When her home state of New York legalized marijuana for the treatment of select medical ailments, Owens decided it was time to swap pills for pot. But her doctors refused to help.

"Even though medical marijuana is legal, none of my doctors were willing to talk to me about it," she says. "They just kept telling me to take opioids."

Although 29 states have legalized marijuana to treat pain and other ailments, the growing number of Americans like Owen who use marijuana and the doctors who treat them are caught in the middle of a conflict in federal and state laws — a predicament that is only worsened by thin scientific data.

Because the federal government considers marijuana a Schedule 1 drug, research on marijuana or its active ingredients is highly restricted and even discouraged in some cases.
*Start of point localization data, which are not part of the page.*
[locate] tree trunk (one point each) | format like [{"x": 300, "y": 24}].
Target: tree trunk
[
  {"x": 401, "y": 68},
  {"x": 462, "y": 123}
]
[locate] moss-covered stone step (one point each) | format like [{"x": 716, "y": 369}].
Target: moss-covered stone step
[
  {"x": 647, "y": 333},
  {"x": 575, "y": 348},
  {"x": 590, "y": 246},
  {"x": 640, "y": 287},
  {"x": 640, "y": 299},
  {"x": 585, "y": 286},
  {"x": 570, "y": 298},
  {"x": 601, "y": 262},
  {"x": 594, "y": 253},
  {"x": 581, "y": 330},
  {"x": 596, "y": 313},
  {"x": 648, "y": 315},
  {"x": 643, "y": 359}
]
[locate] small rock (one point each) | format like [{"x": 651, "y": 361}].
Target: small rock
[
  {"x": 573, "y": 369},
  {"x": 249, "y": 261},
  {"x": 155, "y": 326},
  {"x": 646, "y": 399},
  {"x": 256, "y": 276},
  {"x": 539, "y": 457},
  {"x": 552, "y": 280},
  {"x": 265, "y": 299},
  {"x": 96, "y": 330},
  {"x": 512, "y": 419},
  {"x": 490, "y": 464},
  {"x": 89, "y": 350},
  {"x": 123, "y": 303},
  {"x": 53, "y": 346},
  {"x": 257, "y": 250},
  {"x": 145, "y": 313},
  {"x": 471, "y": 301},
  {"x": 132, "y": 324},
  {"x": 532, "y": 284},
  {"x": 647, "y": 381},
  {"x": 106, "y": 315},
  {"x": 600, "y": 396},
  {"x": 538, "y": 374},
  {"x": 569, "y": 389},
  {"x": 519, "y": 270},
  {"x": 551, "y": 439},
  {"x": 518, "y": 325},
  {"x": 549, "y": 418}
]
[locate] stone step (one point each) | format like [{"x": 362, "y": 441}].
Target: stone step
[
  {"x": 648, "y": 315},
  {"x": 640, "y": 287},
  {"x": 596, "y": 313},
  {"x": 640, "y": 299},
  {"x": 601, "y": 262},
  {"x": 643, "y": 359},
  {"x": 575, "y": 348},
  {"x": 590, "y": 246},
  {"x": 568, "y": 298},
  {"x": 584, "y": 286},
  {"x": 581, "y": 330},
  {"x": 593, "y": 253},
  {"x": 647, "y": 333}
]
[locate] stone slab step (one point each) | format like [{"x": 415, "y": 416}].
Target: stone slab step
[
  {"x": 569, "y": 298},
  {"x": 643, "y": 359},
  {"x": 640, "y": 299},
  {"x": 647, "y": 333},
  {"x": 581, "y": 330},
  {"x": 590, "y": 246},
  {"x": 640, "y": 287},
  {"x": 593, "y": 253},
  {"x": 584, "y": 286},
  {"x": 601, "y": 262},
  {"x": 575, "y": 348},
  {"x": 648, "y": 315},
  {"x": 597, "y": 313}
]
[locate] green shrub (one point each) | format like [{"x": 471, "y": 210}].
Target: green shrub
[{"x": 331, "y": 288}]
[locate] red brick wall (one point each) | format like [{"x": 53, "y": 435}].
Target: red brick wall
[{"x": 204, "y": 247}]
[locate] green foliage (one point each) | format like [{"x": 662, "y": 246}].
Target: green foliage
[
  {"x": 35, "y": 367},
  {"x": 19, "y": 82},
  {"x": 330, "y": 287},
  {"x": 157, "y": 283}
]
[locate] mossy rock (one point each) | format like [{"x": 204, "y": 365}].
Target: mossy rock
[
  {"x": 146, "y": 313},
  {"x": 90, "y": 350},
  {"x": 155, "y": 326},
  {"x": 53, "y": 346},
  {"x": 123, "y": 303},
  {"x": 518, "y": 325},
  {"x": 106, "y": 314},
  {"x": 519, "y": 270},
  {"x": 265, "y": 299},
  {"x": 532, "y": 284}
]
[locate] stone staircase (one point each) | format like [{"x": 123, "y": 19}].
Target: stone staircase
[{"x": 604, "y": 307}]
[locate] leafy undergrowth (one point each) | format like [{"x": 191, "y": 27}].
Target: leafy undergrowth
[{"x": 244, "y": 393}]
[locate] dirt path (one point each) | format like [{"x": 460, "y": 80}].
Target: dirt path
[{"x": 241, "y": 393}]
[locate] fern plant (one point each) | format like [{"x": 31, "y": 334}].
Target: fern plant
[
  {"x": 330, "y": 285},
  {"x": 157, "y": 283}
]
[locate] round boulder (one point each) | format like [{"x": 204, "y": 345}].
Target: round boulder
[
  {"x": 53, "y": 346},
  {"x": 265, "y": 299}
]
Underscoring the federal government's position, Health and Human Services Secretary Alex Azar recently pronounced that there was "no such thing as medical marijuana."

Scientists say that stance prevents them from conducting the high-quality research required for FDA approval, even as some early research indicates marijuana might be a promising alternative to opioids or other medicines.

Patients and physicians, meanwhile, lack guidance when making decisions about medical treatment for an array of serious conditions.